I hate this attitude, its like blaming young people themselves for the reason they are screwed over. Let's face it governments should enable online voting and pr, for someone young doing two jobs just to stay afloat the last thing they have time for is voting. Pensioners sat around all day in their relative wealth find it easy to vote. I'm not saying that all pensioners are wealthy, but they sure as hell are compared to the generations after them.

OP posts:
Greengrow · 20/10/2014 15:10

It is unlikely the state pension will go. However it is likely to become paying at closer and closer to age 70 and then only after that age as time goes by. My retirement age is nearly 70 for the state pension as it is. Also it is not a separate "pot". The state pays for it (it is the biggest cost of all benefits payment I believe, much more than the unemployed) out of current income. Nothing is set aside by the state to pay it in future so it is not likely be getting any bigger. Mine is going to be on current rates £123 a week |(less than some) as I was contracted out of SERPS over 20 years ago when I was employed even though I will have 35 years plus of NI contributions after that.

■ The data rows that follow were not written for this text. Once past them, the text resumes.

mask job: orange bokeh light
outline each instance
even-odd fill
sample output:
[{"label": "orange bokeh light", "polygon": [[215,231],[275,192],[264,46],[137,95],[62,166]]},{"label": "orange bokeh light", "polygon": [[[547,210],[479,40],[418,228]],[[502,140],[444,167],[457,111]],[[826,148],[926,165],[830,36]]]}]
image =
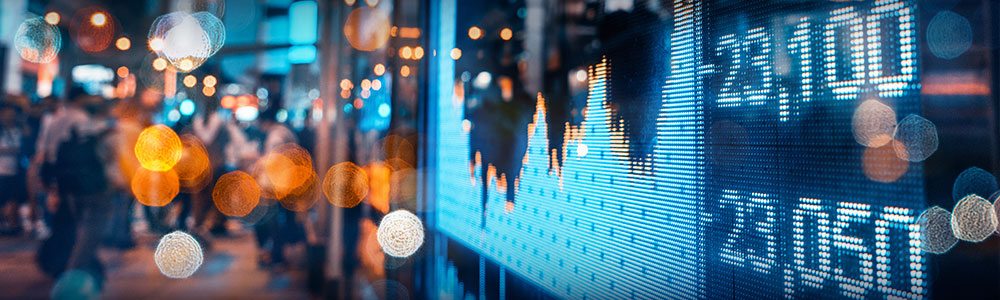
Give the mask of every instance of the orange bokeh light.
[{"label": "orange bokeh light", "polygon": [[45,14],[45,23],[49,23],[49,25],[59,24],[59,13],[51,11]]},{"label": "orange bokeh light", "polygon": [[481,37],[483,37],[483,30],[482,29],[479,29],[479,27],[476,27],[476,26],[469,27],[469,38],[470,39],[478,40]]},{"label": "orange bokeh light", "polygon": [[233,97],[233,95],[222,96],[222,100],[219,101],[219,104],[222,105],[222,108],[232,109],[236,107],[236,97]]},{"label": "orange bokeh light", "polygon": [[198,84],[198,78],[195,78],[194,75],[184,76],[184,86],[194,87],[195,84]]},{"label": "orange bokeh light", "polygon": [[[893,147],[905,147],[902,143],[892,140],[882,147],[867,147],[861,157],[861,168],[869,179],[889,183],[896,181],[910,167],[910,162],[896,156],[899,153]],[[904,148],[905,149],[905,148]],[[902,153],[906,153],[903,151]]]},{"label": "orange bokeh light", "polygon": [[424,47],[416,46],[413,48],[413,59],[421,59],[424,57]]},{"label": "orange bokeh light", "polygon": [[180,192],[180,183],[174,170],[160,172],[138,168],[132,176],[131,184],[135,199],[146,206],[170,204]]},{"label": "orange bokeh light", "polygon": [[156,52],[163,50],[163,38],[153,38],[149,40],[149,50]]},{"label": "orange bokeh light", "polygon": [[90,24],[93,24],[94,26],[101,27],[104,26],[104,24],[107,24],[107,22],[108,16],[103,12],[96,12],[93,15],[90,15]]},{"label": "orange bokeh light", "polygon": [[212,177],[211,162],[205,145],[191,134],[181,135],[181,160],[174,166],[180,187],[185,192],[197,193],[208,185]]},{"label": "orange bokeh light", "polygon": [[118,47],[118,50],[121,51],[128,50],[129,48],[132,48],[132,41],[127,37],[120,37],[117,41],[115,41],[115,47]]},{"label": "orange bokeh light", "polygon": [[101,52],[115,42],[114,20],[99,7],[77,10],[69,23],[70,36],[86,52]]},{"label": "orange bokeh light", "polygon": [[167,60],[162,57],[157,57],[153,60],[153,69],[157,71],[163,71],[167,68]]},{"label": "orange bokeh light", "polygon": [[201,80],[202,84],[204,84],[205,86],[211,86],[211,87],[214,87],[215,84],[218,83],[218,82],[219,82],[218,79],[216,79],[215,76],[212,76],[212,75],[205,75],[205,78]]},{"label": "orange bokeh light", "polygon": [[270,151],[254,164],[253,177],[263,197],[277,199],[288,210],[306,211],[318,200],[313,197],[317,176],[312,157],[299,145],[283,144]]},{"label": "orange bokeh light", "polygon": [[204,94],[205,97],[212,97],[212,95],[215,95],[215,87],[205,86],[201,88],[201,93]]},{"label": "orange bokeh light", "polygon": [[413,49],[411,49],[409,46],[403,46],[403,48],[399,48],[399,57],[402,57],[403,59],[410,59],[410,56],[412,55],[413,55]]},{"label": "orange bokeh light", "polygon": [[135,156],[143,168],[152,171],[170,170],[181,160],[181,140],[166,125],[146,127],[135,143]]},{"label": "orange bokeh light", "polygon": [[352,162],[336,164],[326,170],[323,194],[330,204],[355,207],[368,195],[368,172]]},{"label": "orange bokeh light", "polygon": [[212,201],[224,215],[243,217],[260,202],[260,187],[250,174],[233,171],[219,177],[212,190]]}]

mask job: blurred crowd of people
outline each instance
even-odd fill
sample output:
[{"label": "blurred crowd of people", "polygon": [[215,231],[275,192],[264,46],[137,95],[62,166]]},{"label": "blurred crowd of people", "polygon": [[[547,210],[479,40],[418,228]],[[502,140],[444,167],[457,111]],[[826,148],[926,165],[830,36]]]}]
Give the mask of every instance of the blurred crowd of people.
[{"label": "blurred crowd of people", "polygon": [[105,99],[81,87],[71,88],[65,99],[5,96],[0,102],[0,234],[42,240],[37,263],[53,278],[83,270],[103,282],[97,249],[132,248],[134,232],[184,230],[210,248],[212,237],[241,225],[253,227],[260,265],[283,267],[284,246],[306,239],[301,213],[268,209],[275,207],[274,200],[261,199],[270,205],[260,205],[252,218],[229,220],[214,207],[213,185],[227,172],[250,172],[258,157],[279,145],[298,143],[314,151],[312,131],[290,129],[277,120],[277,109],[265,109],[251,122],[237,121],[210,97],[198,104],[195,115],[172,126],[205,145],[212,172],[207,186],[181,189],[169,205],[149,207],[133,197],[131,178],[139,168],[134,146],[162,103],[163,96],[149,89],[125,99]]}]

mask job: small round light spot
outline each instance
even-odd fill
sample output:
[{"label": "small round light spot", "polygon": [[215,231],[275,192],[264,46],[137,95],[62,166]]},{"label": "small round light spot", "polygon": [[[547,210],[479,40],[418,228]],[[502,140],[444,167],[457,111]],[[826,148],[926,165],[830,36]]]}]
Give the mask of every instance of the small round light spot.
[{"label": "small round light spot", "polygon": [[377,236],[382,252],[394,257],[408,257],[424,244],[424,224],[413,213],[397,210],[382,218]]},{"label": "small round light spot", "polygon": [[960,240],[982,242],[997,228],[997,215],[993,204],[983,197],[968,195],[958,204],[951,215],[951,230]]},{"label": "small round light spot", "polygon": [[93,15],[90,15],[90,24],[93,24],[94,26],[101,27],[104,26],[104,24],[107,24],[107,22],[108,16],[103,12],[96,12]]},{"label": "small round light spot", "polygon": [[509,41],[510,38],[512,38],[512,37],[514,37],[514,31],[510,30],[510,28],[504,28],[504,29],[500,30],[500,38],[501,39],[503,39],[505,41]]},{"label": "small round light spot", "polygon": [[483,30],[482,29],[479,29],[479,27],[476,27],[476,26],[469,27],[469,38],[470,39],[478,40],[481,37],[483,37]]},{"label": "small round light spot", "polygon": [[201,245],[191,235],[174,231],[164,235],[153,253],[160,273],[170,278],[188,278],[201,267],[204,254]]},{"label": "small round light spot", "polygon": [[59,24],[59,13],[50,11],[49,13],[45,14],[45,22],[49,23],[49,25]]},{"label": "small round light spot", "polygon": [[115,41],[115,47],[118,47],[118,50],[121,51],[128,50],[132,48],[132,40],[129,40],[127,37],[120,37]]}]

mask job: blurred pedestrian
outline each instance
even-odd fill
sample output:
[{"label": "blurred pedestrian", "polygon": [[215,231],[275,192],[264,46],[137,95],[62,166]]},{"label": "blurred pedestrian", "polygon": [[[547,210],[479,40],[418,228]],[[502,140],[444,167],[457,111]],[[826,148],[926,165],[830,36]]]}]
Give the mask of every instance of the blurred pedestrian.
[{"label": "blurred pedestrian", "polygon": [[20,234],[24,229],[18,208],[27,200],[25,170],[21,167],[23,128],[20,109],[0,103],[0,234]]}]

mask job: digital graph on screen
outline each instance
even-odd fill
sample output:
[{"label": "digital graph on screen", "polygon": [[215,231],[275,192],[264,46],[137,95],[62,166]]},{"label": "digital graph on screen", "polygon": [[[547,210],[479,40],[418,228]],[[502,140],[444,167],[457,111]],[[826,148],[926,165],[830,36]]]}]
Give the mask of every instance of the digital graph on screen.
[{"label": "digital graph on screen", "polygon": [[752,5],[674,3],[660,90],[636,100],[649,138],[612,105],[615,55],[586,68],[582,122],[537,95],[518,170],[440,99],[437,230],[563,298],[926,297],[922,166],[852,131],[865,101],[919,112],[915,1]]}]

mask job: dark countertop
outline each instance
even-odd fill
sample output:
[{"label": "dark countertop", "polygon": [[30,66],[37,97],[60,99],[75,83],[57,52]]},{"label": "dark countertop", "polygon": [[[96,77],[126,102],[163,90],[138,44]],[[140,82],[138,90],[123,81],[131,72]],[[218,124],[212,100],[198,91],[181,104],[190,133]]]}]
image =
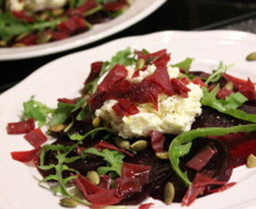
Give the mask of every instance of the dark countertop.
[{"label": "dark countertop", "polygon": [[144,20],[94,43],[37,58],[0,61],[0,92],[9,88],[51,60],[112,39],[161,30],[216,29],[256,33],[256,2],[254,0],[168,0],[158,10]]}]

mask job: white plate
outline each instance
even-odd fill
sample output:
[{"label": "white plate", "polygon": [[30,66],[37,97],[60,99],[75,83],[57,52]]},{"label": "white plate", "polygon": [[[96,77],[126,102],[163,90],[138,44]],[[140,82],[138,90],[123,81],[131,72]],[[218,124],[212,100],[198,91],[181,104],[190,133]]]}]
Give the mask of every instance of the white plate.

Pensions are in a massive state of flux at the present with the rules changing all over the shop and the state trying to get everyone into auto enrolment. I would not rush to start paying into one.

Greengrow · 20/10/2014 15:11

Also my father put every last penny into his pensions and then he worked full time to age 77 and died at 79 - classic example of someone who took all his accountants' advice and perhaps it did not really pay off. However he remembered the 1930s, children barefoot and how important it always was for people to be able to try to put some money aside for their old age. I am certainly not against people saving up money.